Tampang Fitri memelas membuatku ingin tertawa, tapi keburu aku tahan, takut dia tersinggung.

“Iya, deh. Ayo.”

Awalnya Helena tidak bersedia. Siapa pun paham tampil bersenandung di depan orang banyak, bukanlah hal yang gampang. Namun, dengan terus kubujuk, akhirnya dia bersedia juga memenuhi permintaan kami. 

Setelah selesai urusan dengan Helena, aku tak perduli, bagaimana Fitri mencari seorang lagi. 

Lalu aku pun segera kembali menemui Aisyah di kantor. Betapa aku terkejut ketika masuk ke ruang kantor, kudapati Aisyah berdiri tegang, wajahnya memerah.  Pandanganku tertuju pada buku yang dia pegang. 

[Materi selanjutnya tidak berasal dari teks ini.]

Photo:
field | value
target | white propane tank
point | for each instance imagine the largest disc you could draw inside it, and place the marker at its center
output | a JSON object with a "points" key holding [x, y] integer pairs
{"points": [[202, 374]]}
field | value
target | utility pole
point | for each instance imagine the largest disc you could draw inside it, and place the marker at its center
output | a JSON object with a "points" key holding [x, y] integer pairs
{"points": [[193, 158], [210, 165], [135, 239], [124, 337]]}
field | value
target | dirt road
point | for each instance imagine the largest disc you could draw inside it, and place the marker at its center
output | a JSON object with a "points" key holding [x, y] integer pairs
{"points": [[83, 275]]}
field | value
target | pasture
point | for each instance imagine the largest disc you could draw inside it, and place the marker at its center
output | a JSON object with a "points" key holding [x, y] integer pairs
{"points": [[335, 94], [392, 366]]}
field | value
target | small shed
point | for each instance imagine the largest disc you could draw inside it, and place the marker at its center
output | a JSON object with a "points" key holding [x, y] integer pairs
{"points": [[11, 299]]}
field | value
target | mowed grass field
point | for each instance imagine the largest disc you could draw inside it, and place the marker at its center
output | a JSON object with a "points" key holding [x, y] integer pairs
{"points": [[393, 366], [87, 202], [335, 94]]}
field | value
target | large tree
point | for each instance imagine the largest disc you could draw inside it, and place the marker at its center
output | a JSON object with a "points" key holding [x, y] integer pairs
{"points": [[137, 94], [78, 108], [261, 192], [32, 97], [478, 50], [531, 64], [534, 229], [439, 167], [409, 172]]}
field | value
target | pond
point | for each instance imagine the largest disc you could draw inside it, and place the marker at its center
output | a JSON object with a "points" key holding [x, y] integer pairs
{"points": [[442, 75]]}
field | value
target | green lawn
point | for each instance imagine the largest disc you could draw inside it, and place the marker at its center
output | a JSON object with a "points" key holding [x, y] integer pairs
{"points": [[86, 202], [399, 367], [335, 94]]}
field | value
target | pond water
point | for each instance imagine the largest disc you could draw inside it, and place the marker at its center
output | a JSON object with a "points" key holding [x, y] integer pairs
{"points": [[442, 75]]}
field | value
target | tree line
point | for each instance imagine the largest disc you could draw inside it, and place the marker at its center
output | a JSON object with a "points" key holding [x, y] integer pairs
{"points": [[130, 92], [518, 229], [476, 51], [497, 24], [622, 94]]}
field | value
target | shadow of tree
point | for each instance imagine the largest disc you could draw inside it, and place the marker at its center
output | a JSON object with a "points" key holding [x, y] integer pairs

Kecerobohan sendiri membuat nyaliku ciut sampai titik nadir. 

“Katakan, apa ini, Silmi?”

Aisyah menunjukan sapu tangan yang bertuliskan Silmi dan Zaid. Sapu tangan itu memang aku gunakan sebagai pembatas bacaanku.

 Aku sadar Zaid bukan jodohku, tapi aku tak bisa begitu saja melepaskan keterikatan perasaanku begitu saja. Seperti akhir-akhr ini, kesibukan benar-benar membuatku sangat kelelahan. 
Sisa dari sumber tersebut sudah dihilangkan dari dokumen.